Bohater meczu z Anglią podziękował Lewandowskiemu. "Pracowałem cale życie"

Damian Szymański, który został bohaterem spotkania z Anglią w rozmowie z "Onet Sport" podzielił się swoimi wrażeniami z debiutanckiej bramki w barwach biało-czerwonych. - Mogę powiedzieć, że na tego gola ciężko pracowałem całe życie, od dzieciaka. Nigdy nie szczędziłem sił, by pokonywać przeciwności, a one często towarzyszą sportowcom - powiedział pomocnik.

Reprezentacja Polski zremisowała 1:1 z Anglią w eliminacjach mistrzostw świata. Zespół Garetha Southgate'a prowadził na Stadionie Narodowym od 72. minuty po uderzeniu z ponad 30 metrów Harry'ego Kane'a, ale nie zdołał dowieźć wygranej do końcowego gwizdka arbitra. W doliczonym czasie gry do remisu doprowadził rezerwowy Damian Szymański, który wykorzystał kapitalne dośrodkowanie Roberta Lewandowskiego.

Zobacz wideo "Chylę czoła przed Paulo Sousą. Oceńmy go po eliminacjach MŚ"

Szymański opowiedział o debiutanckim golu z Anglią i o powołaniu do kadry. "Widocznie coś w mojej grze przykuło uwagę selekcjonera"

Gdy emocje trochę opadły Szymański w wywiadzie dla "Onet Sport" opowiedział o wrażeniach z akcji zakończonej bramką. - Mogę powiedzieć, że na tego gola ciężko pracowałem całe życie, od dzieciaka. Nigdy nie szczędziłem sił, by pokonywać przeciwności, a one często towarzyszą sportowcom.

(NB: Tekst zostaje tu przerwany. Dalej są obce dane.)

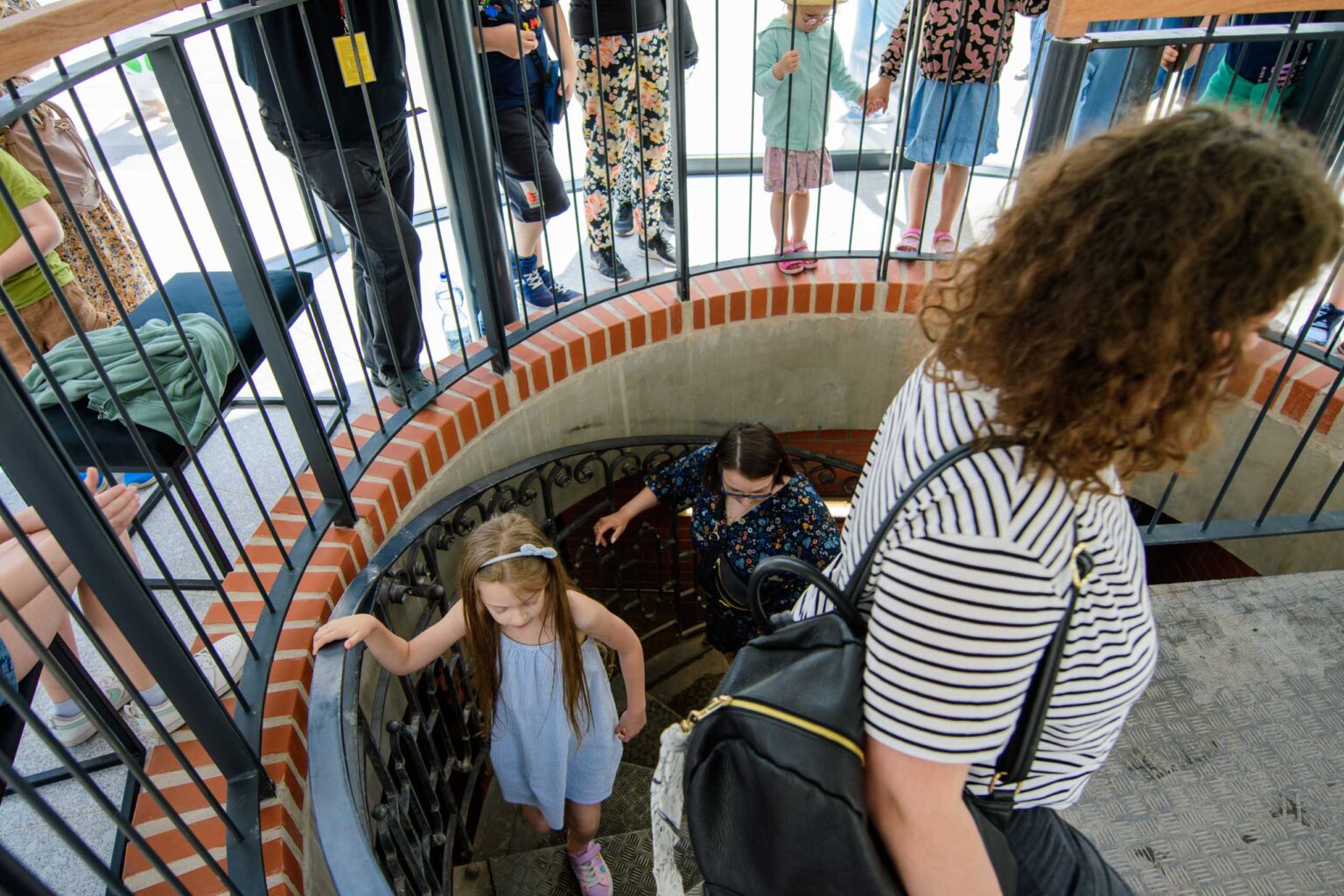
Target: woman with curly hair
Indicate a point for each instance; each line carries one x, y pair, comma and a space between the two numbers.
1100, 354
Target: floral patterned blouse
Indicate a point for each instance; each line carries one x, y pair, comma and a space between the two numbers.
972, 50
794, 522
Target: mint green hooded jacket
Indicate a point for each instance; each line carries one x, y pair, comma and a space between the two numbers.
817, 52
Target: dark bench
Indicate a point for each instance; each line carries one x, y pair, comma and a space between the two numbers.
187, 293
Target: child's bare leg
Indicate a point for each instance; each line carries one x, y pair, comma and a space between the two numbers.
581, 823
777, 203
920, 182
536, 820
953, 191
528, 235
799, 206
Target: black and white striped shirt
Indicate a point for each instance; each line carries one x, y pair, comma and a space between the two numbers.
968, 589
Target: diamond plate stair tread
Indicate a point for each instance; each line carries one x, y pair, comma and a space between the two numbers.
1228, 777
546, 872
624, 812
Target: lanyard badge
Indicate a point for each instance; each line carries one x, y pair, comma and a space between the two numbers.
356, 66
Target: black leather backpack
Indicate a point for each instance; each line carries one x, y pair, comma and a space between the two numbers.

Przypomnę, że wcale nie tak dawno, bo we wrześniu ubiegłego roku doznałem kontuzji kostki i przez kilka miesięcy byłem wyłączony z grania - ujawnił pomocnik reprezentacji Polski.

Po uratowaniu remisu z Anglią Szymański otrzymał wiele gratulacji i to nie tylko od piłkarzy kadry, ale również ze swojego klubu AEK Ateny. - Szefostwo i trenerzy klubu byli wyraźnie szczęśliwi. W końcu pewnym echem odbiło się, że piłkarz AEK Ateny strzelił gola Anglii w zremisowanym spotkaniu. Swoje zadowolenie dali poznać przy powitaniu po moim powrocie z Polski. "Wielka sprawa!", "Nie zatrzymuj się!" – chwalili i zachęcali, abym nie spuszczał z tonu, choć do tego nie trzeba mnie namawiać.

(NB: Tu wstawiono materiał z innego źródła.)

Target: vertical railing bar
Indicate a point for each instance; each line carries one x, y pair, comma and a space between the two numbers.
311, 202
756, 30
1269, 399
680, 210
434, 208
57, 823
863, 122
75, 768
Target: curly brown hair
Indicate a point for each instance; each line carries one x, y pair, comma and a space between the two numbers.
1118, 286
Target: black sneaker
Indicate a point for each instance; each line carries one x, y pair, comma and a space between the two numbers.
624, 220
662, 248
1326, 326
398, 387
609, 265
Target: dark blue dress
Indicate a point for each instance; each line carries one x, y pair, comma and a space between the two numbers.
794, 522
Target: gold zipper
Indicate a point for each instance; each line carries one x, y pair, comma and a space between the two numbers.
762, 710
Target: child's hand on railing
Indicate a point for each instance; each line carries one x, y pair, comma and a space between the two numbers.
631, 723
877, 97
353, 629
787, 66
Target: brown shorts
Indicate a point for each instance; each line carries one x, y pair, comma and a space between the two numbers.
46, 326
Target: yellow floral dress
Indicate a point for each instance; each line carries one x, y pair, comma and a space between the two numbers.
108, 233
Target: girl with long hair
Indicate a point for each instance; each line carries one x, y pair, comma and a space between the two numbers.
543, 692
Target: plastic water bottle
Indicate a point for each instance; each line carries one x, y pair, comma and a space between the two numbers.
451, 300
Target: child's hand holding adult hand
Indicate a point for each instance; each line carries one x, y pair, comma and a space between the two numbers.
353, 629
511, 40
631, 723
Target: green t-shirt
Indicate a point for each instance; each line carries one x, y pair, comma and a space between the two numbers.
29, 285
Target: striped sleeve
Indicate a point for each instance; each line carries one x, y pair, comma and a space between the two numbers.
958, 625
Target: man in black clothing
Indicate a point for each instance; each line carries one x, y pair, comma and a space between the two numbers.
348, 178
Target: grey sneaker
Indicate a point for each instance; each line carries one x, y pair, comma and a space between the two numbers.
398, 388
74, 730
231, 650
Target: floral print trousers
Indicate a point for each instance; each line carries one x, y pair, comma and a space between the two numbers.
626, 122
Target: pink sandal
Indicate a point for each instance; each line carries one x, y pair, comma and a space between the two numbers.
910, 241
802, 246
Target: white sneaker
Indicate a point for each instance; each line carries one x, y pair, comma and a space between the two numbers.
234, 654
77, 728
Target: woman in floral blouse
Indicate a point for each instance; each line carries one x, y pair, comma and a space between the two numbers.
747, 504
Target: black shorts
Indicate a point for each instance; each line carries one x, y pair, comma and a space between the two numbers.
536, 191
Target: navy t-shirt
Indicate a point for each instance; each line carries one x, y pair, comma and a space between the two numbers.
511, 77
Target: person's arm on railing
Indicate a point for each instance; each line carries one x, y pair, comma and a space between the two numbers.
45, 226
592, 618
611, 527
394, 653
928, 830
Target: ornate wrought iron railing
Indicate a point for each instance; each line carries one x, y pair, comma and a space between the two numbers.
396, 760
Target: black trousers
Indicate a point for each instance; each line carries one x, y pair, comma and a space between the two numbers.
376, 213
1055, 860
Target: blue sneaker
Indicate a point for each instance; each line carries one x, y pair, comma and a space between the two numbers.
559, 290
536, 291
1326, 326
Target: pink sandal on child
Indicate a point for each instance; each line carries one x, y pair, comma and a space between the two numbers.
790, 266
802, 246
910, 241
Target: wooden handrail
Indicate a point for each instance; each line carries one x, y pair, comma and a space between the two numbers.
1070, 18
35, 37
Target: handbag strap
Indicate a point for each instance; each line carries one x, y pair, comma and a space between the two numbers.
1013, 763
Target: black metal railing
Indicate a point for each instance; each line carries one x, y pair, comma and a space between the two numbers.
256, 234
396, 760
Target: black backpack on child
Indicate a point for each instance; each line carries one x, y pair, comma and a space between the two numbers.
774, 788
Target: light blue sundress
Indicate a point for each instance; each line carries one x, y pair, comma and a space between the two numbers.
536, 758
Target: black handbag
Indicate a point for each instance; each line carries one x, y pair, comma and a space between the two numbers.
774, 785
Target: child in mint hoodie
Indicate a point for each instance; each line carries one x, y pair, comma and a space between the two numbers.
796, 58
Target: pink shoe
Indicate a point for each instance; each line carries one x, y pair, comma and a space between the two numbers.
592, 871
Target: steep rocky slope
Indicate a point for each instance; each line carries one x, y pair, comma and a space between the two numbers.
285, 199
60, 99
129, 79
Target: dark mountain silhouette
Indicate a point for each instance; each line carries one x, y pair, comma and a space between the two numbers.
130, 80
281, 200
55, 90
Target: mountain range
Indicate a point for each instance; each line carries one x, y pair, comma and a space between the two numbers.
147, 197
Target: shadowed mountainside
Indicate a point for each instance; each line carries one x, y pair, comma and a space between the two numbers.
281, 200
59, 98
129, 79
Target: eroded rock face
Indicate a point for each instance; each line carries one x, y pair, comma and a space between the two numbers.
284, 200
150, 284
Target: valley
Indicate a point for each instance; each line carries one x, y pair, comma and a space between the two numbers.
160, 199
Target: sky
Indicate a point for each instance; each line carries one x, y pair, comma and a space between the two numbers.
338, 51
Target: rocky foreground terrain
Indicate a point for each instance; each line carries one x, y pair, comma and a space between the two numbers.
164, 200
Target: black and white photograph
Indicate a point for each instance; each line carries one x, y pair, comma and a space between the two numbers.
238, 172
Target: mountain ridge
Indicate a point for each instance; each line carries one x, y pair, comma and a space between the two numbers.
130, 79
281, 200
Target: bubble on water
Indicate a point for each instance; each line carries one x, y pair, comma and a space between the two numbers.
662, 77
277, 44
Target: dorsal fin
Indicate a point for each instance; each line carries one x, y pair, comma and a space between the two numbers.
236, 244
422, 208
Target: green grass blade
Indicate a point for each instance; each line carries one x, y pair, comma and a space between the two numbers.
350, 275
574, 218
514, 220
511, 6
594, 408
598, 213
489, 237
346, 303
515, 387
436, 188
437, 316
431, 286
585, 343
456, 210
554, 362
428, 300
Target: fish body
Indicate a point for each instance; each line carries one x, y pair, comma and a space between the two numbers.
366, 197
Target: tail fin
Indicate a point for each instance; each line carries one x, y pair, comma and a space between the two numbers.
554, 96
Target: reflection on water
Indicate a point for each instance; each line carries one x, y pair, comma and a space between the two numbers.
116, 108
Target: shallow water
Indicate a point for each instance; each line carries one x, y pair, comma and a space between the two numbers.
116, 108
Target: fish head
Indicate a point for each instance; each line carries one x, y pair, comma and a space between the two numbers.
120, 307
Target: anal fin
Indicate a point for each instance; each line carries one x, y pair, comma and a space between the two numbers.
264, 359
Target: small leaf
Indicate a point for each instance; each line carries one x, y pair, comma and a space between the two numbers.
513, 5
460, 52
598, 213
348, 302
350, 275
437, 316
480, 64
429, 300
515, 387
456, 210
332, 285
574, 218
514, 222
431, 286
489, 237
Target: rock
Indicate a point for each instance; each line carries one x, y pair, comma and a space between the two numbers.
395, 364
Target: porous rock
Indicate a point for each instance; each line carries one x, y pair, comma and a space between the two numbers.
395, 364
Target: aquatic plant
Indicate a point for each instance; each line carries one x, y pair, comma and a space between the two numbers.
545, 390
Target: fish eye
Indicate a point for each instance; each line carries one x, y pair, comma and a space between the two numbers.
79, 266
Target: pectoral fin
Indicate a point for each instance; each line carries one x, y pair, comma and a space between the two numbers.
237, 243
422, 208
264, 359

- Po meczu osobiście podziękowałem Robertowi. Faktycznie to było kapitalne dorzucenie. On jest "przepiłkarzem". Z lepszym nie miałem przyjemności grać - podkreślił Damian Szymański. 

Na koniec odniósł się do powołania na wrześniowe zgrupowanie, które dostał od Paulo Sousy dzięki kontuzjom innych zawodników. - Żadnej pewności zatem nie mam, lecz wiele zrobię, by ponownie zawitać na spotkania reprezentacji. Wszystko zależy ode mnie. A to, że zostałem dowołany, wcale nie sprawia, że czuję się przypadkowym piłkarzem reprezentacji, bo widocznie coś w mojej grze przykuło uwagę selekcjonera lub sztabu.

Polska po sześciu kolejkach el. MŚ zajmuje 3. miejsce w grupie z 11 punktami. Prowadzi Anglia - 16 punktów, przed Albanią - 12 punktów. Czwarte miejsce zajmują Węgry - 10 punktów, piąte Andora - 3 punkty, a ostatnie San Marino - 0 punktów.

Kolejne mecze w el. MŚ kadra Paulo Sousy rozegra w październiku, kiedy najpierw zmierzy się u siebie z San Marino (9 października), a trzy dni później na wyjeździe z Albanią.